The Heart of a Country Town
City slicker Coral Drouyn took a visit to a rural town and was impressed by the pulse of community theatre.
If you live in a major city, there’s a tendency to drive through any small town and say “how do people stop themselves from dying of boredom?” The answer is simple, though often unexpected. Whether you call it amateur dramatics or little theatre, or its current name “Community Theatre” is irrelevant.
In country towns, and in the suburbs, theatre is thriving. In an era where many of us don’t know our neighbours names, and “friends” are people we have only met in cyberspace, the sense of family comes from belonging to a community theatre group.
Warragul is a small but prosperous country town in rural Victoria. It’s the home of the WTC – The Warragul Theatre Company - with three or four more community companies in the area, one of them pro-am.
Given the nature of the area, there are people who have had professional careers in theatre and film and television who have moved for a lifestyle change and now find themselves drawn to others with the same interests in creativity.
They bring years of experience to the production side. Others may never have set foot in a theatre and have been dragged to a meeting by a friend. They’re regional managers, IT specialists, shop workers and retirees. They’ve shifted scenery, sung in the chorus and perhaps ended up directing.
Whatever you did in the past, whatever you do now, it doesn’t matter. All that’s needed is a commitment and a love of what you’re doing. There’s very little crime or vandalism in this town. If young people get bored they join WTC or another company. They find different ways of expressing themselves and burning off energy….and they do it on stages.
In May I stood on the side of the stage at The West Gippsland Arts Centre, watching the WTC warm up before their final preview of Carmen the Musical. Last minute touches were being put to the set, the chorus was doing vocal exercises, someone was sewing a hem, two men were practising their stunning sword fight, and the orchestra was tuning up.
“Put some energy into it – more volume,” said Musical Director David Williams (balancing on crutches from an accident), “or it will be a complete and utter disaster.”
David is a professional musician who’s played in everything from swing bands to the State Orchestra of Victoria. The chorus sings with more gusto – but he keeps pushing them.
I ask him why Warragul?
“It’s a great little town, and I wanted to get out of the city. The opportunity came to teach music in education, and then I discovered this community theatre. The rest is history.”

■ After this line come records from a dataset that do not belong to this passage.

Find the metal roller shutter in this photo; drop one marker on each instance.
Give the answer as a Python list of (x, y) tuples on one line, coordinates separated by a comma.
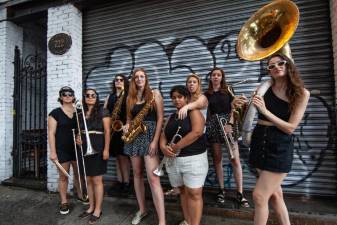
[(171, 39)]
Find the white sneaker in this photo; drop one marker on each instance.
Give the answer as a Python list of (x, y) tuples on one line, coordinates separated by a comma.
[(138, 217), (183, 223)]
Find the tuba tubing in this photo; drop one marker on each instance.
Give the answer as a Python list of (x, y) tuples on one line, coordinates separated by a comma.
[(247, 126)]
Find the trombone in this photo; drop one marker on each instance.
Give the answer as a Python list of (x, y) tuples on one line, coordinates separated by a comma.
[(230, 142), (159, 171)]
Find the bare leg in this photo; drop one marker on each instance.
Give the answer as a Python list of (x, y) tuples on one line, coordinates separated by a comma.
[(195, 204), (266, 185), (237, 169), (98, 192), (124, 164), (151, 163), (79, 192), (279, 206), (138, 182), (63, 183), (183, 202), (217, 161)]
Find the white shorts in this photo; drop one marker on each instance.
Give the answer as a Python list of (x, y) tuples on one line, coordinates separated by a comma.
[(189, 171)]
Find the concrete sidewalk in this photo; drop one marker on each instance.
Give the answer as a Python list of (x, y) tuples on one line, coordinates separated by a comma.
[(20, 206)]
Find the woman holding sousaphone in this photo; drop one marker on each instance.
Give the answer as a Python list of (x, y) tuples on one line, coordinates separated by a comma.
[(95, 137), (183, 142), (61, 121)]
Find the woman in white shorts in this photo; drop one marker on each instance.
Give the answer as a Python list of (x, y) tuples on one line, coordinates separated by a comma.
[(188, 164)]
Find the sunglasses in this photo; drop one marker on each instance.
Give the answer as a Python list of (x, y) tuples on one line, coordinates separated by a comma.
[(67, 94), (119, 79), (90, 95), (278, 64)]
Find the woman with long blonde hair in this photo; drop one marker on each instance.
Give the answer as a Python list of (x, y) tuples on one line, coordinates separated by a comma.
[(144, 148)]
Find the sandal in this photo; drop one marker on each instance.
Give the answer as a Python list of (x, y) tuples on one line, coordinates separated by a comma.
[(242, 200), (220, 197), (93, 219), (84, 214)]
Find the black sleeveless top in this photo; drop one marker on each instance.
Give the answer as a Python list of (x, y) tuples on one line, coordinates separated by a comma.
[(197, 147), (64, 135), (219, 102), (150, 116), (276, 106)]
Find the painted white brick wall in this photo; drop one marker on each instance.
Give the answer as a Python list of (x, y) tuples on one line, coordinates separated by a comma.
[(63, 69), (10, 36), (333, 16)]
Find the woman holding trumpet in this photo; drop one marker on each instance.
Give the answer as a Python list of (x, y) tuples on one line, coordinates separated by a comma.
[(61, 121), (220, 108), (116, 104), (188, 165), (98, 128), (271, 151)]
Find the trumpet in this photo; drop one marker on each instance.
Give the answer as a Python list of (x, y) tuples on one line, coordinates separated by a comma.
[(90, 149), (159, 171), (230, 142)]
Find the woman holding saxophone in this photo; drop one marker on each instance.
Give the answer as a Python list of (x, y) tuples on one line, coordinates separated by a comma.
[(188, 164), (116, 104), (141, 134), (98, 128), (220, 106), (61, 121), (271, 151)]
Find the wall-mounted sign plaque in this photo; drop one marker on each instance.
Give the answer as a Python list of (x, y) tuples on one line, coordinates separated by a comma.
[(59, 43)]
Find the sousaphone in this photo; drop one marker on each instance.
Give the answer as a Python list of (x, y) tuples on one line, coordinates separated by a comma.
[(265, 33)]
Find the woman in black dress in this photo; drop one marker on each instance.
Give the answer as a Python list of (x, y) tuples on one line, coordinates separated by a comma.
[(61, 121), (271, 151), (220, 104), (98, 124), (116, 103)]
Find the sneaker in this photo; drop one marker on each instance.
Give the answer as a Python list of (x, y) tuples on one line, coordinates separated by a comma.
[(138, 217), (183, 222), (64, 208), (84, 200), (220, 197)]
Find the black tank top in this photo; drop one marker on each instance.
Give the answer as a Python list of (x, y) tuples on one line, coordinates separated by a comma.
[(197, 147), (150, 116), (276, 106), (219, 102)]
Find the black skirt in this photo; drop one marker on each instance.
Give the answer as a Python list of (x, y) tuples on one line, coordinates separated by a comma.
[(271, 149)]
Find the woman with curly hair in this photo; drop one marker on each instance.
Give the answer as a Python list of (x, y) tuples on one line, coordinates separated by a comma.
[(98, 124), (280, 111)]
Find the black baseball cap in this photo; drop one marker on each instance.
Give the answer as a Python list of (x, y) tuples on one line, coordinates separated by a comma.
[(66, 89)]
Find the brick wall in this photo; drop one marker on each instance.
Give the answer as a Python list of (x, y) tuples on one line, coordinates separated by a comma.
[(10, 36), (333, 14), (63, 69)]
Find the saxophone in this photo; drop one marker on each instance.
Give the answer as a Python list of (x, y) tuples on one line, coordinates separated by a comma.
[(136, 125), (116, 124)]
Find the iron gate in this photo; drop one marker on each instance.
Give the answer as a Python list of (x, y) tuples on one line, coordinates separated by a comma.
[(30, 113)]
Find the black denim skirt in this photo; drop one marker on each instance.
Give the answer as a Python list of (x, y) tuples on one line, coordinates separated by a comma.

Alan White and his wife Chris came to town three years ago. Alan had done Carmen The Musical at another community theatre and suggested it to the committee of WTC, of which Steve Howe is the current president. It’s a democratic company and everyone gets to be heard. Alan and Chris are doing front of house on this show, but he’s previously built the sets.
“Everyone wants to be on stage,” he tells me, “but it’s harder to get volunteers to do the carpentry and the heavy work. That’s a pity, because you can have just as much fun without worrying about stage fright.”
Kate Taylor is a diva on stage – and great as Carmen – but down to earth and just part of the company after the performance. She and dancer husband, Kirk Millan, have had professional careers here and in Britain, but Warragul is where she wants to be.
“We choreographed Guys and Dolls last year and between us we set the swordfight for this. So much fun – and things we might never have got to do elsewhere.”
That swordfight alone was worth the price of admission. Director Michelle Carrigy has been hooked on musicals since she was a kid. She actually did attachments in her teens on several television shows, but theatre was always the temptation.
She drives a round trip of an hour and a half and has got her teenage kids involved as well. She doesn’t care how much it takes out of her. It’s a labour of love. Teenage daughter Melanie follows her around and takes notes and nudges Mum’s memory on what needs to be done. “She calls herself the Assistant Director,” Michelle tells me with a smile. “That’s cos I AM,” Melanie insists.
The backstage walls of the theatre are covered with messages from the casts of their previous productions. They’re more like love letters; homage to the shows; than graffiti. This is a creative project from a diverse spectrum of people who come together to create a family for the run of the show.
And when the curtain goes up, that family draws together and gives it their all. You can feel the pure joy on stage. That’s what Community Theatre is all about. When was the last time you visited yours and shared that sense of belonging to something special?